Joan Osborne – June 1
Osborne has already earned a reputation as both a commanding, passionate performer and a frank, emotionally evocative songwriter, her soulful songcraft reaches a new level of musical and lyrical resonance on her newest release, Love and Hate.
“This one feels a little different,” Joan Osborne says of her new release Love and Hate. In addition to being the beloved singer-songwriter and seven-time Grammy nominee’s eighth studio album and her eOne debut, the 12-song set is one of the most personally-charged, creatively ambitious efforts of her two-decades-plus recording career.
While Osborne has already earned a reputation as both a commanding, passionate performer and a frank, emotionally evocative songwriter, her soulful songcraft reaches a new level of musical and lyrical resonance on Love and Hate. Such insightful, emotionally complex new compositions as “Where We Start,” “Work On Me,” “Kitten’s Got Claws,” “Keep It Underground” and the pointed title track survey some of the more complicated terrain of romantic relationships, in a manner that’s rarely been attempted in popular music, while the album’s intimate, stripped-down sound marks a stylistic departure from the gritty blues-based rock for which Osborne is best known.

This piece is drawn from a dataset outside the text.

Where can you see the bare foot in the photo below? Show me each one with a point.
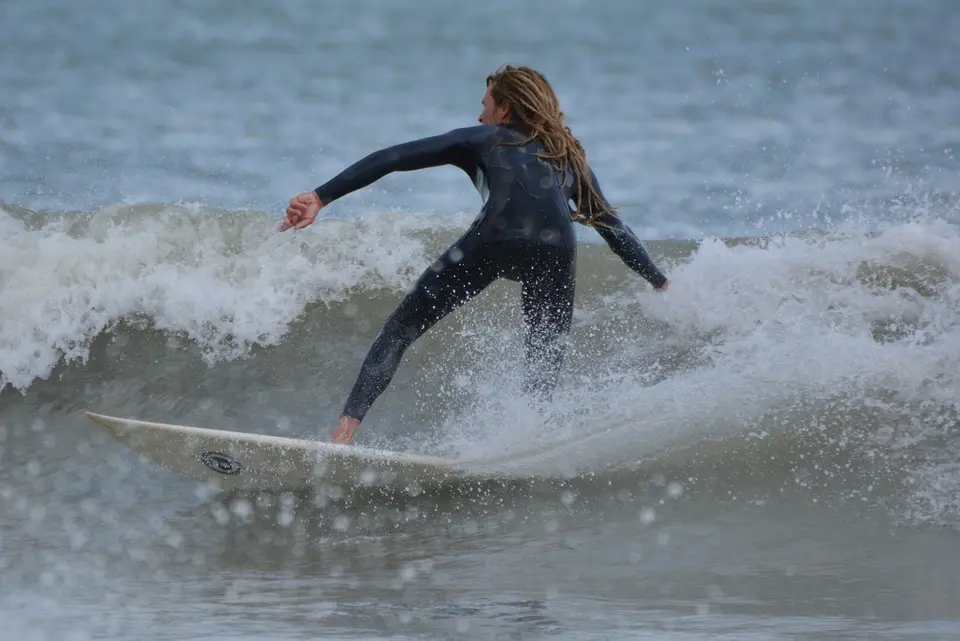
(343, 433)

“I feel like each song on this album talks about a different aspect of love,” she says. “Love isn’t just one thing; it encompasses faith, passion, power struggles, humor, anguish, spirituality, lust, anger, everything on that spectrum. The people we love can bring out the very best and the absolute worst in us, because the leap that you make in trusting another person makes you vulnerable. When the endorphin rush of falling in love stops, that’s when the difficult work comes in. So I tried to come up with songs that were about different aspects of this continuum.

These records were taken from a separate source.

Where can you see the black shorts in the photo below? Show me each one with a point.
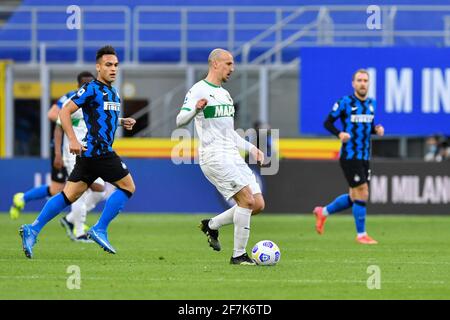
(109, 167)
(58, 175)
(357, 172)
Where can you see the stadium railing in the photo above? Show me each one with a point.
(177, 34)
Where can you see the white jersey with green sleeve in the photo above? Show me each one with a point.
(215, 123)
(80, 130)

“These songs,” she continues, “were very influenced by things outside of the music world—poetry, film, short stories—that I felt had nailed truths about romantic love that I hadn’t heard a lot in popular music. The depictions of romantic love in blues and soul and pop music are usually either about the high of falling in love, the pain of being abandoned, or the power politics of breaking up with someone and kicking them to the curb. But in adult lives we seldom have the luxury of just saying ‘Alright, this isn’t working for me so I’m out of here.’ Most people’s situations lie somewhere between those extremes, and the challenge of navigating and surviving these situations is something that I wanted to reflect in these songs.”

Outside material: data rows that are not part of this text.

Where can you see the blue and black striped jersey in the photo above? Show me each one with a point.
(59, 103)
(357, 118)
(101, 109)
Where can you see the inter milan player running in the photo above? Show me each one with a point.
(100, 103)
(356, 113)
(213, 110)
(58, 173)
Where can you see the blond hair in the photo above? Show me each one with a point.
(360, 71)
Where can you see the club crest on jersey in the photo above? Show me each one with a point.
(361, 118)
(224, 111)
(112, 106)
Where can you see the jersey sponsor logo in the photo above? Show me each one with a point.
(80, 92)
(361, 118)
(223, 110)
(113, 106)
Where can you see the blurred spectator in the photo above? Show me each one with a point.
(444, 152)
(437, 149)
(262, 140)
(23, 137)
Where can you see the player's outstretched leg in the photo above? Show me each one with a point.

Love and Hate is the product of an extended birth cycle that spanned no less than seven years—a period during which Osborne released two other albums and worked on an assortment of other musical projects. She and co-producer/guitarist Jack Petruzzelli—with whom she also recorded 2012’s Bring It On Home, which was nominated for a Grammy in the Best Blues Album category—had initially intended to make a lush, pastoral album in the mold of Van Morrison’s Astral Weeks or Nick Drake’s Pink Moon. But as she continued to write songs for the project, Osborne found herself drawn towards more personal subject matter.
“Jack brought me some pieces of music,” she explains, “and as I started putting lyrics and melodies to them, the lyrics that I was coming up with started to present a theme. It seemed very clear to me that these songs wanted to be a record about romantic love, so I didn’t fight it.”